Sunday, July 16, 2017

George Romero

Filmmaker renowned for his game-changing horror films, beginning with "Night of the Living Dead" -- via the L.A. Times. He stuck to what he was good at -- and besides his "Living Dead" franchise, which he used to make droll points about society, he made other good horror films such as "The Crazies," "Martin," and "Creepshow," an anthology collaboration with Stephen King that comes closest to capturing the vibe of the forbidden horror comics of the 1950s. A prominent architect of contemporary nightmares.

Here's an excerpt from my upcoming horror-film book, about his influence:

"George Romero’s arguably more influential Night of the Living Dead is the exact opposite. Shot cheaply and in black and white, Dead is the epitome of DIY filmmaking – simple, linear, graphic, and effective, it became one of the most popular independent films of all time.

Its story is cobbled from ideas set down in Richard Matheson’s 1954 novel I Am Legend (and takes a lot of its look from the first film adaptation of the book, 1964’s The Last Man on Earth). Romero changed the nemeses from vampires to flesh-hungry, slow-moving undead, single-handedly reviving the zombie-horror subgenre.
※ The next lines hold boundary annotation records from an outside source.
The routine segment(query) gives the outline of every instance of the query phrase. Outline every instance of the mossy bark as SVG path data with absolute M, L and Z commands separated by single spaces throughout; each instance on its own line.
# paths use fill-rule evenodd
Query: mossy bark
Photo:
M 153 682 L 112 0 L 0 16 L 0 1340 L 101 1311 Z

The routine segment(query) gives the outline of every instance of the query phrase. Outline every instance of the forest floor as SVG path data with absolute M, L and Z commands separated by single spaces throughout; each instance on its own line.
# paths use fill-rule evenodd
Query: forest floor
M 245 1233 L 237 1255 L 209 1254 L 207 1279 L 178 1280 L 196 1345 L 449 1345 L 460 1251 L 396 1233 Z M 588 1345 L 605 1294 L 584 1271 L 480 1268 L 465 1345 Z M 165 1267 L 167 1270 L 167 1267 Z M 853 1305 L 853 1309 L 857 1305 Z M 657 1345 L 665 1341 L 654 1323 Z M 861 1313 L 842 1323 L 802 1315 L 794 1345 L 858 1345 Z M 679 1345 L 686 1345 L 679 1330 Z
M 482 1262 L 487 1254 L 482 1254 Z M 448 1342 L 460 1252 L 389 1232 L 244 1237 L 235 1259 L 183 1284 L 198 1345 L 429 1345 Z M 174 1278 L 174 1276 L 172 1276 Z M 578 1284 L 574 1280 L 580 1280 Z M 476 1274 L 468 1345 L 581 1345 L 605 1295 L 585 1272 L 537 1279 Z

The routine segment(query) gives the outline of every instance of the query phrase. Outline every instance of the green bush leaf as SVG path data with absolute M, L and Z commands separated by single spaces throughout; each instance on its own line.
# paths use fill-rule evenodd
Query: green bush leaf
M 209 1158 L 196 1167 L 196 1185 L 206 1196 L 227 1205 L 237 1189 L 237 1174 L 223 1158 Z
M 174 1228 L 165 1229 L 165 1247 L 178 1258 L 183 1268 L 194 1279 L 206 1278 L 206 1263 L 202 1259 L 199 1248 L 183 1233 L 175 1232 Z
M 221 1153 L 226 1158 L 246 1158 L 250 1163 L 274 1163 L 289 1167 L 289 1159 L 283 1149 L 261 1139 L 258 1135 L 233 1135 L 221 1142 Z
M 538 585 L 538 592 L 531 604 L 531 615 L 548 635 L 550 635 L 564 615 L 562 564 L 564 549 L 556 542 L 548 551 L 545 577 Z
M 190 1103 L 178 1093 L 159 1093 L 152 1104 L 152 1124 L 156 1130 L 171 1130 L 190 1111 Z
All the gore-goods are delivered, but there’s something else pulsing along underneath all that – a precise and perceptive examination of people in extreme circumstances.

Norms are subverted -- the heroine is catatonic; the hero is black and unapologetically smarter and more proactive than anyone else, one of the first in a feature film. (Duane Jones’ character is not message-y because it wasn’t written with race in mind – the real problem is, he’s stuck trying to help a buncha selfish, short-sighted goddamn MORONS.) The characters dally, waver, make bad choices, reverse themselves; they are convincingly like what you might expect the average American would do if this kind of thing came up.


The low-grade black-and-white footage gives the film a gritty documentary feel (and Romero’s experience before was exclusively with documentary film). Romero turns over the exposition to scattered news broadcasts, keeping the audience just as in the dark as the characters, and adding a touch of satire to the proceedings as well. (Of the ghouls, the local sheriff says, “They’re dead – they’re all messed up.”) Ironically, the solution to the zombie problem consists of redneck posses roaming the countryside, shooting people in the head (and killing out hero by mistake in the process). As his body is added to the bonfire with the others in a series of stills, the grim truth seems to be that, in this horror universe at least, Murphy’s Law is ascendant."